Setor 3: “O carro três retrata a chegada do homem pelos caminhos marítimos ao novo mundo, e, consequentemente, como que esses europeus chegando ao novo mundo acabam influenciando a abertura de caminhos dentro do próprio Brasil e mais especificamente no Rio de Janeiro. Falamos aqui da ‘Ladeira da Misericórdia’ (no bairro do Castelo, considerada a primeira rua da cidade do Rio), com um calçamento chamado ‘pé de moleque’ que era feito pelos escravos que pisavam nessas pedras e que batiam com as suas ferramentas, um tanto quanto rudimentares na época, esse tipo de calçamento com pedras”.
Setor 4: “Aqui serão as ruas como templo a céu aberto, das procissões e romaria. Mesmo de como cada um exerce a sua fé independente de religião e nessa ligação com a rua, tudo como muito respeito, no sentido mesmo da liberdade religiosa”.
Setor 5: “Neste estarão aquelas ruas que a gente talvez nunca foi mas conhece por cartão postal, aquelas que são tão famosas que certa forma todo mundo conhece, como a Champs-Élyssées em Paris ou a Broadway nos Estados Unidos ou também a nossa Atlântica, que é a nossa princesinha do mar, que virá representada ao final deste setor das ruas mais famosas”.
Setor 6: Este último setor encerrará o desfile falando das ruas mais fantasiosas, ruas da nossa imaginação.
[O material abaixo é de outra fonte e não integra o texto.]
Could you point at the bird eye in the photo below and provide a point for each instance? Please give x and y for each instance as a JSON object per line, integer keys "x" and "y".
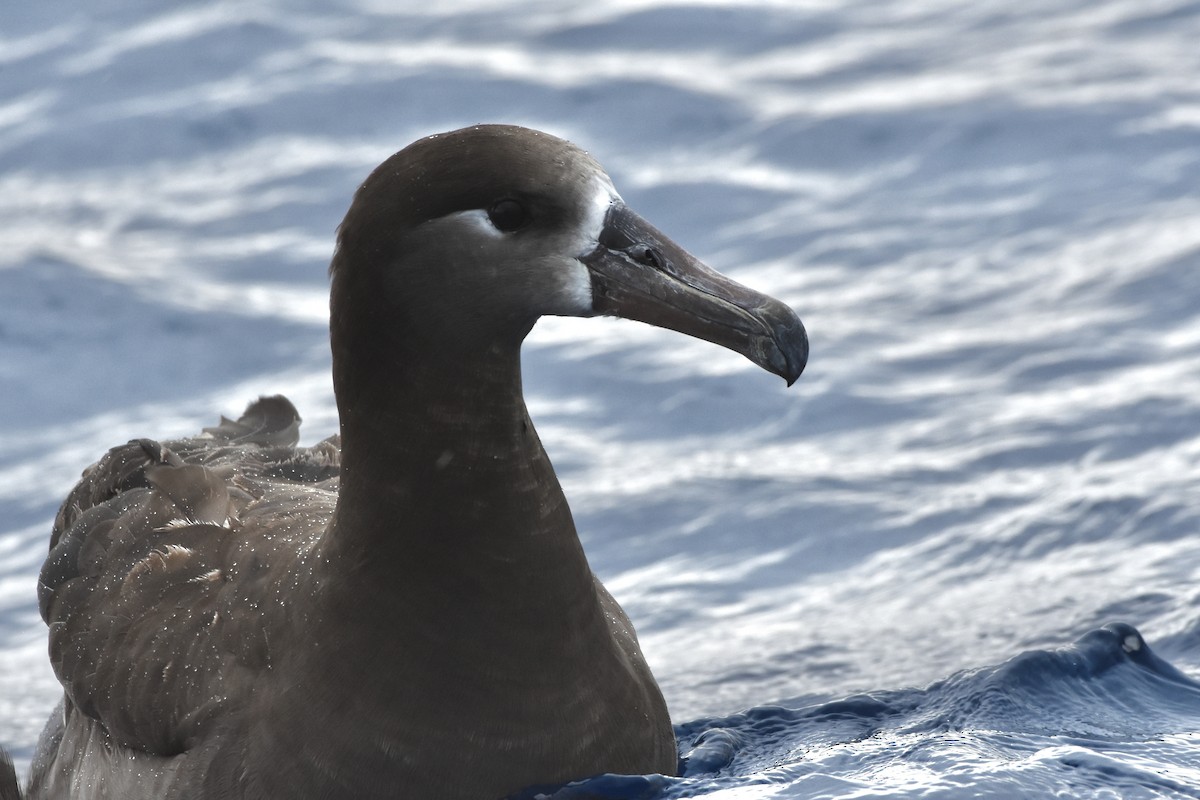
{"x": 508, "y": 215}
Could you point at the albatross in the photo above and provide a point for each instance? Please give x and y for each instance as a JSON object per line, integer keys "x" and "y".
{"x": 405, "y": 608}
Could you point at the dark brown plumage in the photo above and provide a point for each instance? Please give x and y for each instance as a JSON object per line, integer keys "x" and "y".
{"x": 403, "y": 609}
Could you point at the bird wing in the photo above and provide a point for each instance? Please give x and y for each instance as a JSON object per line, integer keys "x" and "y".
{"x": 171, "y": 566}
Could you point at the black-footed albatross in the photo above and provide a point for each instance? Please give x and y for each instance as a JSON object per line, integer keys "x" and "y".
{"x": 402, "y": 611}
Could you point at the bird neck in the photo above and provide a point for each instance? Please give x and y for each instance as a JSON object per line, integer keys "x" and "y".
{"x": 447, "y": 488}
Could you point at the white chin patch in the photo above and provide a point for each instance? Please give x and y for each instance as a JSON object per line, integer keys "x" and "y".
{"x": 574, "y": 294}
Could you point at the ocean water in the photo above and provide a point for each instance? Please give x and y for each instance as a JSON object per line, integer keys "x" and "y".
{"x": 959, "y": 558}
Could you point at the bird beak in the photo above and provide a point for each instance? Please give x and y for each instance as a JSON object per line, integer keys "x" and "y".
{"x": 640, "y": 274}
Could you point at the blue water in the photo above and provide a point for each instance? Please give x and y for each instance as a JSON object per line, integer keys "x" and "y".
{"x": 988, "y": 215}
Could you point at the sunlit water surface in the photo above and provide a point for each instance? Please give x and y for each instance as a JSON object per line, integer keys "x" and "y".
{"x": 919, "y": 566}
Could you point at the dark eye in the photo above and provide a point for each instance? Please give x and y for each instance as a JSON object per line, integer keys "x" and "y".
{"x": 508, "y": 215}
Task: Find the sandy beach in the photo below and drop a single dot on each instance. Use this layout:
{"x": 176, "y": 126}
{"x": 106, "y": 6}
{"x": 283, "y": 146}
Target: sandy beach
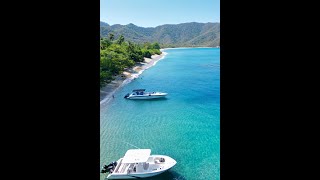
{"x": 106, "y": 93}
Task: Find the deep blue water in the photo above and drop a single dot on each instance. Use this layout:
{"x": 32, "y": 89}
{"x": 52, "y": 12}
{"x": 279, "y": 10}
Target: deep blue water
{"x": 184, "y": 126}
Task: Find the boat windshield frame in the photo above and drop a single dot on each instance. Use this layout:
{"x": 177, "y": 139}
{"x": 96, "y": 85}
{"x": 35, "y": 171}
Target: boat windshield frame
{"x": 138, "y": 90}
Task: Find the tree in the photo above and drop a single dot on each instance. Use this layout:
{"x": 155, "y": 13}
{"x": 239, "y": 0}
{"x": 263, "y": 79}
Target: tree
{"x": 120, "y": 40}
{"x": 156, "y": 45}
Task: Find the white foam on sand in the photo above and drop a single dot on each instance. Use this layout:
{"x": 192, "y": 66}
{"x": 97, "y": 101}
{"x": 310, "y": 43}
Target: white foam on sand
{"x": 132, "y": 77}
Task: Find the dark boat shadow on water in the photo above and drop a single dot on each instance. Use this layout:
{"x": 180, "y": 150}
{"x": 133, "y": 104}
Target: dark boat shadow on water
{"x": 168, "y": 175}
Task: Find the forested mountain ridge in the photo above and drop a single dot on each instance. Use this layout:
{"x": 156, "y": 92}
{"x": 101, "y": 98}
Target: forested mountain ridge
{"x": 191, "y": 34}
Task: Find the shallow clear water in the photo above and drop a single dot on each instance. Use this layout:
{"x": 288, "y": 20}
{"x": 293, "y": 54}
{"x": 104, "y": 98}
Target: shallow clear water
{"x": 185, "y": 125}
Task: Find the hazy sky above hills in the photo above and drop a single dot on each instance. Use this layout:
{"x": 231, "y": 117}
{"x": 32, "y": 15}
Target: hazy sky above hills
{"x": 151, "y": 13}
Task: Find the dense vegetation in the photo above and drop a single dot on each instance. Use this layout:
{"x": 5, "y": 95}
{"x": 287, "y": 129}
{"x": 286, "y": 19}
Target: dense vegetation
{"x": 179, "y": 35}
{"x": 118, "y": 54}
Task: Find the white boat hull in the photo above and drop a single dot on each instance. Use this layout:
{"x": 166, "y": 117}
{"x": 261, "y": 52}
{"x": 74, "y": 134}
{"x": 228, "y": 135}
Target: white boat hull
{"x": 154, "y": 169}
{"x": 147, "y": 96}
{"x": 133, "y": 176}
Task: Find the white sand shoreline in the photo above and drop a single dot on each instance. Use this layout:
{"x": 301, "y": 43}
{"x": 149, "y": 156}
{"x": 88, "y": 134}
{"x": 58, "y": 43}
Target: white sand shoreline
{"x": 186, "y": 48}
{"x": 107, "y": 92}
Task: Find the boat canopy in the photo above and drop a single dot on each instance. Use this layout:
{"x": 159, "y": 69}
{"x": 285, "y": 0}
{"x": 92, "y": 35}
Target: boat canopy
{"x": 135, "y": 90}
{"x": 136, "y": 155}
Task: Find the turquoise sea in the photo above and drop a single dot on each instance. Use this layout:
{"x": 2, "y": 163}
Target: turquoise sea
{"x": 184, "y": 126}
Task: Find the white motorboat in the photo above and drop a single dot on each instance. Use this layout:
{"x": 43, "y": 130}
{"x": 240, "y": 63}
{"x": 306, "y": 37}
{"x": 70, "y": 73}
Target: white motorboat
{"x": 141, "y": 94}
{"x": 138, "y": 163}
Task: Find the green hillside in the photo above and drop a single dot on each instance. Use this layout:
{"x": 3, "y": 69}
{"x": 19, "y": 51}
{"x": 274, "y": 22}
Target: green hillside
{"x": 169, "y": 35}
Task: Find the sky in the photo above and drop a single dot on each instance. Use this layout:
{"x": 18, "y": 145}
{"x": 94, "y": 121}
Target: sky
{"x": 152, "y": 13}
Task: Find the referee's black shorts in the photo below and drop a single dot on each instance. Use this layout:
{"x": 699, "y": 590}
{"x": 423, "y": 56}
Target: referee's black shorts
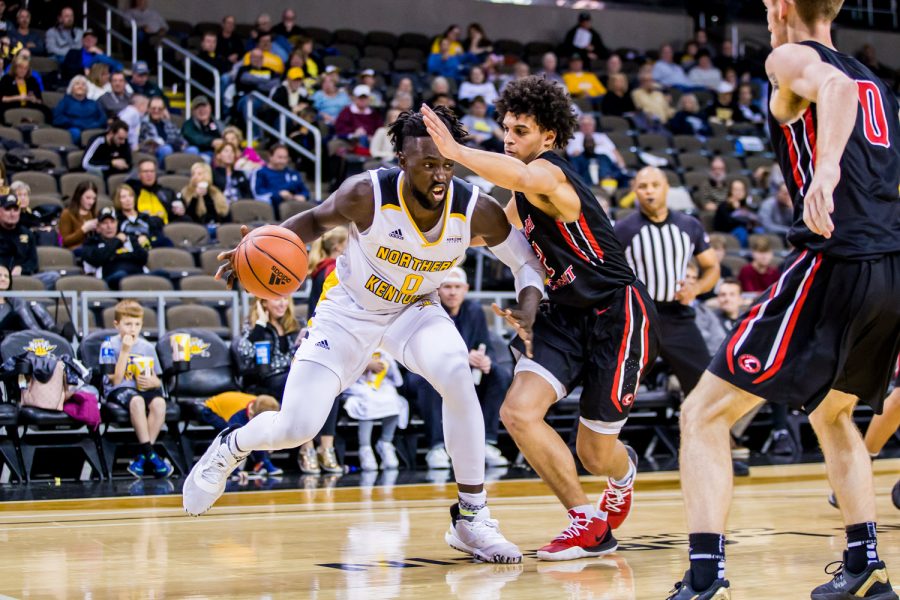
{"x": 826, "y": 324}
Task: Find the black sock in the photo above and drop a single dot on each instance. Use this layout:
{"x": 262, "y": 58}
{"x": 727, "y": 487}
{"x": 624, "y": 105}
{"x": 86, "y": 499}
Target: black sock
{"x": 707, "y": 554}
{"x": 861, "y": 546}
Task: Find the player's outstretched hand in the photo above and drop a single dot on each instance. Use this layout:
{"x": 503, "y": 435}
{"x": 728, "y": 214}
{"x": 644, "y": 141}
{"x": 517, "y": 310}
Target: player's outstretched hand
{"x": 226, "y": 271}
{"x": 818, "y": 204}
{"x": 443, "y": 139}
{"x": 521, "y": 321}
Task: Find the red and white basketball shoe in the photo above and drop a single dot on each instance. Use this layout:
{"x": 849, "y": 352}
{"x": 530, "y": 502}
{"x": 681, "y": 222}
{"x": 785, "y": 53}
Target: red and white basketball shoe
{"x": 585, "y": 537}
{"x": 616, "y": 499}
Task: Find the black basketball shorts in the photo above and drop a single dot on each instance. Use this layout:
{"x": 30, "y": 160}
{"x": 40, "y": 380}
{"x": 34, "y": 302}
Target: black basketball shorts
{"x": 825, "y": 324}
{"x": 605, "y": 349}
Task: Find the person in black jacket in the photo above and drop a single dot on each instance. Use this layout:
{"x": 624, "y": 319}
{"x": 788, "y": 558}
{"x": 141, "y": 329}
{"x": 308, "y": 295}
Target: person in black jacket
{"x": 492, "y": 379}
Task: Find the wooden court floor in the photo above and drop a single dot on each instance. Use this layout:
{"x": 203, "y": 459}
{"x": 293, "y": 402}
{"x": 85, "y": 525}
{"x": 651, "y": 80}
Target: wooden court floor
{"x": 382, "y": 543}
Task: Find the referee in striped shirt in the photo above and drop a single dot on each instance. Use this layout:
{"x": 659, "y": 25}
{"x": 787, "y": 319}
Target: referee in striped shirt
{"x": 659, "y": 245}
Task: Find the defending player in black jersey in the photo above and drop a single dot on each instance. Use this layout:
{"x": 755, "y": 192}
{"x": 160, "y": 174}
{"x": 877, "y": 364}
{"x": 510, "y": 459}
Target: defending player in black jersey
{"x": 824, "y": 336}
{"x": 597, "y": 330}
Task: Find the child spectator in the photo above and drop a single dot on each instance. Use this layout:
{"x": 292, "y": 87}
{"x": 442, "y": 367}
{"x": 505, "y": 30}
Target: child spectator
{"x": 135, "y": 385}
{"x": 374, "y": 396}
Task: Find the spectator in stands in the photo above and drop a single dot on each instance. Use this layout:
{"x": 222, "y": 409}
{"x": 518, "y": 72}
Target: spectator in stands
{"x": 140, "y": 81}
{"x": 476, "y": 86}
{"x": 589, "y": 150}
{"x": 585, "y": 40}
{"x": 776, "y": 213}
{"x": 64, "y": 37}
{"x": 484, "y": 132}
{"x": 133, "y": 222}
{"x": 759, "y": 274}
{"x": 201, "y": 129}
{"x": 617, "y": 102}
{"x": 158, "y": 133}
{"x": 117, "y": 98}
{"x": 705, "y": 74}
{"x": 153, "y": 198}
{"x": 25, "y": 35}
{"x": 112, "y": 255}
{"x": 493, "y": 379}
{"x": 689, "y": 120}
{"x": 109, "y": 153}
{"x": 232, "y": 181}
{"x": 79, "y": 219}
{"x": 135, "y": 386}
{"x": 549, "y": 66}
{"x": 20, "y": 89}
{"x": 581, "y": 83}
{"x": 229, "y": 44}
{"x": 330, "y": 101}
{"x": 649, "y": 99}
{"x": 277, "y": 182}
{"x": 204, "y": 202}
{"x": 76, "y": 112}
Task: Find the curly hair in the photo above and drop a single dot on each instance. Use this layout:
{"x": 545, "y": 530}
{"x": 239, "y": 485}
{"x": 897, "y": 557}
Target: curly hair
{"x": 547, "y": 102}
{"x": 411, "y": 124}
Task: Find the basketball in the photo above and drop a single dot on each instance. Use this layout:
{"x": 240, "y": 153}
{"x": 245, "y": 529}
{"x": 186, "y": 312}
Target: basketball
{"x": 271, "y": 262}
Aqui a gente fala do labirinto do minotauro, da estrada do arco-íris, da via láctea, e, acima de tudo, da rua que mais mexe com a nossa imaginação, de nós sambistas, que é a Sapucaí, aquela avenida que a gente trabalha o ano inteiro para ver a nossa escola desfilar por ela. E poder, cada um, cada um naquele momento falar ‘essa rua é minha’, como um momento de pertencimento. A gente termina esse setor com uma homenagem a própria Beija-Flor, que é a maior campeã da era sambódromo e ao carnaval de modo geral, o carro se chama ‘Se essa rua fosse eu mandava ladrilhar com pedrinhas de brilhante para a Beija-Flor passar”. E atrás desse último carro nós teremos a representação de todos que usam as ruas para alguma coisa, lhe dão significado, do cara que está fazendo malabarismos no sinal, ao que vende algo, ao gari que varre, aquele que faz protesto, o que usa a rua para expressar arte, drag queens e travestis, prostitutas e todo mundo que faz da rua um cantinho seu, seja para trabalhar, se expressar, demonstrar algo mais cultural ou protestar. Nós devolvemos então essa rua ao povo, pedindo menos violência e mais liberdade para ir de um ponto ao outro com paz, principalmente nessa cidade”.